Look straight ahead, indeed

The hardest part of my day was in writing a biography about a man I’ve never met. People do this all the time, they are called biographers. They usually have a few more resources at hand and the opportunity to do more research. But I was tasked with doing this one in an afternoon. Fortunately the length required was much shorter.

But still, 750 word biography on a man you’ve never met. He’s deceased. His wife is also gone. There is, I was told, some small mystery about some of the particulars, even among his children. I understand that. There’s a lot of that in my family, too. Also, this is a bio about a journalist, which will be read by an audience of journalism-type folks.

No pressure, right?

Hugh Frank Smith attended Samford in the 1930s, when it was Howard College. Then he went to Mizzou to finish his education. I talked to some of their folks today trying to drum up information. He graduated, started working at a Memphis paper, where he stayed for half a century until it folded, with the exception of his time in the Navy during World War II. He wrote for other Tennessee papers after the Press-Scimitar disappeared. His work cropped up from time to time in bigger publications.

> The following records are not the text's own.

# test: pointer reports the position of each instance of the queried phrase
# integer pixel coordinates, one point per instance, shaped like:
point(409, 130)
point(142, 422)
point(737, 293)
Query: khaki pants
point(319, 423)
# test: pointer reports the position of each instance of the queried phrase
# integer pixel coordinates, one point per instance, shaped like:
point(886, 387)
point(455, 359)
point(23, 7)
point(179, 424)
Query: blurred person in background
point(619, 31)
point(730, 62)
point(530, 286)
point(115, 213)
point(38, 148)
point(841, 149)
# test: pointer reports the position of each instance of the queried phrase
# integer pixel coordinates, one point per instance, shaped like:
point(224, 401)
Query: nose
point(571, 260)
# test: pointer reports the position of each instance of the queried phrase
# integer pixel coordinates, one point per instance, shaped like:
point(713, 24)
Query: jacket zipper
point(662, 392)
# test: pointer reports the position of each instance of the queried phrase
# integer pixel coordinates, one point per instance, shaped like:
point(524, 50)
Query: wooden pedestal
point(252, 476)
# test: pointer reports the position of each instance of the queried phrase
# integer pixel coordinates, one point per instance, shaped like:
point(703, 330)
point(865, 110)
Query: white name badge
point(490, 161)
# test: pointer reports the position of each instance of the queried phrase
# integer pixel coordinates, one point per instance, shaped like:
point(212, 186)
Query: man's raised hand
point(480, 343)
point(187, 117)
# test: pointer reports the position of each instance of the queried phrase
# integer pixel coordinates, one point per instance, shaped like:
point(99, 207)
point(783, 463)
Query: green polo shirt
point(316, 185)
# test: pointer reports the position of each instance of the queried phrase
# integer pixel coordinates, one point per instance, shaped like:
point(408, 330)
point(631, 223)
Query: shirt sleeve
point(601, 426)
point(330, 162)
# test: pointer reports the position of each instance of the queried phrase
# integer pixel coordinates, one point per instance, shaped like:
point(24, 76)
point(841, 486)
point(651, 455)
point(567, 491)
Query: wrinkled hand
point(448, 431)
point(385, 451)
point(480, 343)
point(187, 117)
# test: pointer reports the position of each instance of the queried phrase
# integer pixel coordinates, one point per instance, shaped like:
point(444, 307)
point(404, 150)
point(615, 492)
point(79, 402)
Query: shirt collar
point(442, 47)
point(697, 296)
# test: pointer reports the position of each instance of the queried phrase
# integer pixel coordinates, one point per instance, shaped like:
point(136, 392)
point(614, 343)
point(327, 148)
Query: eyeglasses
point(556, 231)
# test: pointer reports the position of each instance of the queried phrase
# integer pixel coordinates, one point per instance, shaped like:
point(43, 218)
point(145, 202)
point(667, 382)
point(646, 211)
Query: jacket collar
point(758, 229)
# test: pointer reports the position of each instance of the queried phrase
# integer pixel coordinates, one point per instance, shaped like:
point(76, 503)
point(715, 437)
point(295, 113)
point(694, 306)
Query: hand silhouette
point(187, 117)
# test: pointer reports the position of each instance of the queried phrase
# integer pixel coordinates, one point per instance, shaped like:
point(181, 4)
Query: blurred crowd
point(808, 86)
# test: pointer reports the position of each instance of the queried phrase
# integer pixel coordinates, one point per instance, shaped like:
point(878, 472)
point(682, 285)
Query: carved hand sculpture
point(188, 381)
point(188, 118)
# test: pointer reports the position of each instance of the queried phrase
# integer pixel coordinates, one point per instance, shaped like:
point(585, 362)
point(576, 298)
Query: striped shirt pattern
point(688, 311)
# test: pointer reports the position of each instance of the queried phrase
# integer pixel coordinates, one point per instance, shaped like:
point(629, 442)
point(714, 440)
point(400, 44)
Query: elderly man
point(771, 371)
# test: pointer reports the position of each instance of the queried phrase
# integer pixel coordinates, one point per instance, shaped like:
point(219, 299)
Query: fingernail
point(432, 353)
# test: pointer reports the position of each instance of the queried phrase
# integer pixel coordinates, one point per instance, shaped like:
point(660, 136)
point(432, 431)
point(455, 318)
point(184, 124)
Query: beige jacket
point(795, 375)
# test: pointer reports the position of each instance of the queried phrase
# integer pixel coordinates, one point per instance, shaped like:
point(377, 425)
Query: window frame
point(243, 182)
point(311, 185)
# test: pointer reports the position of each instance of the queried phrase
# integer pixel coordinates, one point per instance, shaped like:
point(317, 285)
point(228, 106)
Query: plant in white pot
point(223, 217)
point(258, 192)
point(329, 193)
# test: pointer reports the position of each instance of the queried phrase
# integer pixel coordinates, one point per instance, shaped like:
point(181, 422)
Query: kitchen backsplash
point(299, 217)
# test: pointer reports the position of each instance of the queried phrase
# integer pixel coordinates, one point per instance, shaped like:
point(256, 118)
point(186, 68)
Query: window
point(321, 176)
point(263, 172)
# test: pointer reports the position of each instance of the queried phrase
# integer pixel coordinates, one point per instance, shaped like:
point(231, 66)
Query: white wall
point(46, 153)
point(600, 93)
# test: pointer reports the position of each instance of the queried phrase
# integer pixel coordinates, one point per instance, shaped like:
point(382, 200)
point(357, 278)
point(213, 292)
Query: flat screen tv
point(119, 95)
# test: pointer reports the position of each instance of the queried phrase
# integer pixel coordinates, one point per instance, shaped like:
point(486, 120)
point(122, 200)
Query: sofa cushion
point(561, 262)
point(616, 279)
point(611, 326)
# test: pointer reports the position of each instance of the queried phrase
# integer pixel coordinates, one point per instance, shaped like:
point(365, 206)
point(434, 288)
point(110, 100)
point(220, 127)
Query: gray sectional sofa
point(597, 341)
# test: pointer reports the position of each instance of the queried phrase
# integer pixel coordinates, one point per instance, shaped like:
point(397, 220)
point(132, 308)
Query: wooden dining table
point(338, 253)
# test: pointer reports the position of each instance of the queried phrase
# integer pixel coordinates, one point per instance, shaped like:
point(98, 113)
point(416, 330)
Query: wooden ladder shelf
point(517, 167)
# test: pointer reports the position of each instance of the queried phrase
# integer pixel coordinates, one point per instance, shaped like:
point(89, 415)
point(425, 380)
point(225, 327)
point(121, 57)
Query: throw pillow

He ran a horse farm. A lot of people in Memphis learned to ride there. He used email, perhaps unusual for a man born in 1915. He traveled quite a bit, but never forgot east Alabama, from which he came, or Samford, to whom he became a scholarship donor. All of the things you can find about him are very complimentary. He seems like he would have been a nice man to know.

But I was able to find some of his old columns, and they are lovely. From late in his life, a tribute to his sister:

Nan taught me a lot through the years. She read to me nearly every day and was always reading a book herself — one reason why I still read one or two books a week. She taught me how to drive our old Model T Ford — at first in a hayfield, then later on a dirt road.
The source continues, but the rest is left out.